When they gave it to her, she hadn’t known what to do with it. It was all very official, almost too official for her. It was engraved with his name across the back, Marquis Sears, under the words For Military Merit. She wanted to hold on to it, kind of. Mostly she wanted to throw it into the nearest river and watch it sink into darkness. She kept it as long as she could until the money, his money, didn’t come through for school and she was choosing whether to buy milk or bread. The Baby or herself.
She sold it to Busters Pawn for twenty bucks. The owner tucked it in with his other medals under the counter, like a dragon building its military-themed hoard. Marquis’ legacy sat between two other lost souls.

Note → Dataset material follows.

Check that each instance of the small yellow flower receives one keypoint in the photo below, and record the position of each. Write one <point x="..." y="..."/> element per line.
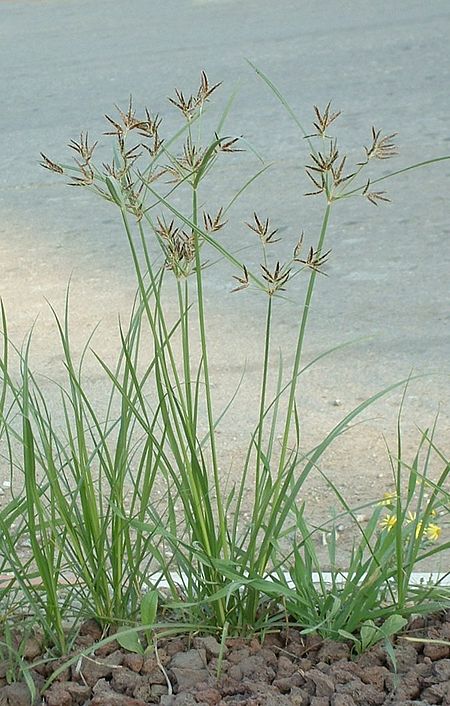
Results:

It had been years before it had come back to her. She was in the shop buying a necklace for The Baby’s birthday and there it was, still in the hoard, although it was ringed with more medals of fellow lost souls.
“How much?” she asked.
He looked it over with a raised eyebrow. “Thirty-five bucks.”
She put the money on the counter and walked out with the Heart tucked in her bag. She shoved it to the top of her closet so she wouldn’t have to look at it.
The girl clutched the dark velvet box to her chest and marched toward the registers. Walking deliberately past all the memories, all the items she’d labored and loved and lost, the girl made her way to the counter.
When she reached the front clerk, they looked at her expectantly. Flipping it over, there was no price on the box. The girl looked desperately at the clerk, unsure of what to do.
Giving her a once-over, the clerk glanced over the printed list on their counter, popping a pink bubble. “Sorry, no sales on War Memorabilia, Organs, or Painful Memories today.”
The girl looked down at the rectangular box in her hand. She wanted this back. She could not separate the times it was hers from the times when it was not, in which she gave so much that she became admired, borrowed, bruised, taken, repurposed, repeat. “I don’t think I have enough,” she said. “I gave it all away.”
The cashier shook their head. “You’ve done this before. I mean, you’ll have to reclaim it this time, of course.”
The girl looked helplessly at the box. “I—I don’t think I can. I’m too broken.”
She remembered the sound of an anguished scream, one that sounded far away. Only it was her own voice, then the sound of The Baby crying from the back room, now muddled together in her memory. She remembered the Chaplin putting a hand on her shoulder like he could save her at all. Like she wasn’t already sinking.
The clerk shrugged to say, “not my problem” and took the box from the girl’s hand. In one swift motion, they typed something into the register. The clerk pulled out a slip of paper and wrote a receipt.
“You want a bag?”
The girl shook her head.
“Have a good one,” they said, handing her the Heart and the receipt before turning back to straighten up the register.
Numb, the girl walked out of The Nowhere Grocery Store, past the littered buggies and faded parking spots. The nighttime air chilled her legs as she approached the lot’s shrouded edges. She gazed uncertainly into the night and the fog stared back. Gripping the Heart to her chest, she stepped into the clouded mist.